New Summit Investments is gearing up to launch a brand new impact fund, seeking to raise an impressive $100 million, according to recent filings with the SEC. This substantial fund, if successfully raised, will allow the firm to continue its mission of investing in managers who support startups and companies dedicated to solving environmental and social issues.
This will be the fifth fund for the firm, a significant increase from its previous $40 million fund which closed in 2022. Current data from PitchBook shows that New Summit has $115 million in assets under its management.
The firm’s managing director, Casey Dilloway, remained tight-lipped about the new fund’s strategy and timeline due to security regulations. However, Dilloway shared, “We launched one of the first multi-manager strategies for private market impact investing in 2016 and are pleased to continue this work.”
The fund-of-funds approach helps smaller investors place bets by finding the best-performing firms that also hew to their environmental and social requirements. – Casey Dilloway
The size of the new fund indicates that New Summit is confident in its ability to convince LPs to invest, based not only on the firm’s successful investment track record but also on its impact-driven approach. This fund-of-funds model enables smaller investors to participate by carefully selecting the top-performing firms that align with their environmental and social criteria.
According to SEC filings, New Summit is still in the early stages of fundraising and has not yet secured any capital commitments. This presents an interesting test to see if investors are still interested in ESG investments. The minimum investment for this fund will be $250,000, suggesting that New Summit plans to attract investors of various sizes and risk appetites.
One factor that may work in New Summit’s favor is their focus on climate technology, which has maintained a high deal count in the venture capital industry throughout 2023, as reported by PitchBook. In the previous year, total investments in this sector reached $41.1 billion, a slight decrease from the peak of $51 billion in 2021. However, VCs note that climate remains one of the two hottest sectors for fast closing deals, with AI being the other.
Despite recent criticism from some quarters, New Summit’s explicit focus on diversity, equity, and inclusion continues to be vital. It is essential to provide opportunities for underrepresented founders, as they are more likely to take inclusive approaches to technology and business.
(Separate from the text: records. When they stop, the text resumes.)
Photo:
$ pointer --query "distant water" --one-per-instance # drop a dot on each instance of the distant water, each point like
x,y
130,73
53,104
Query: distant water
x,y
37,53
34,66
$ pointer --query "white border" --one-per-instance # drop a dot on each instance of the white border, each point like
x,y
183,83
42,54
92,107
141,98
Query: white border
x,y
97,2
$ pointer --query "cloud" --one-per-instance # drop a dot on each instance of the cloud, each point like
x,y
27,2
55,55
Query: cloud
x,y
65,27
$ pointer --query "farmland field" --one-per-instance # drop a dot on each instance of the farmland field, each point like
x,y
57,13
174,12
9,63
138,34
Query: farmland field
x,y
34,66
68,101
The firm has supported marginalized fund managers by launching initiatives, such as its partnership with Gratitude Railroad Investment and underwriting underrepresented fund managers.
Moreover, New Summit has invested in several diverse fund managers who specialize in climate and health, including Black Opal Ventures and Buoyant Ventures, along with other climate tech VCs like ArcTern, Al Gore’s Generation Investment Management, and Obvious Ventures.
New Summit Investments was founded in 2016, with a focus on impact investing in the areas of climate, health, and economic opportunities. The firm’s thesis aligns with the United Nations’ 17 Sustainable Development Goals, which aim to create a more equitable planet by addressing issues such as clean water access, quality education, and poverty reduction.
The firm’s initial fund closed at $20 million in 2016, with a second fund of $36 million following in 2018, as reported by PitchBook.
It’s exciting to see New Summit Investments’ continued dedication and growth in the impact investment space, with this new $100 million fund allowing for even greater support of important environmental and social causes through strategic investments.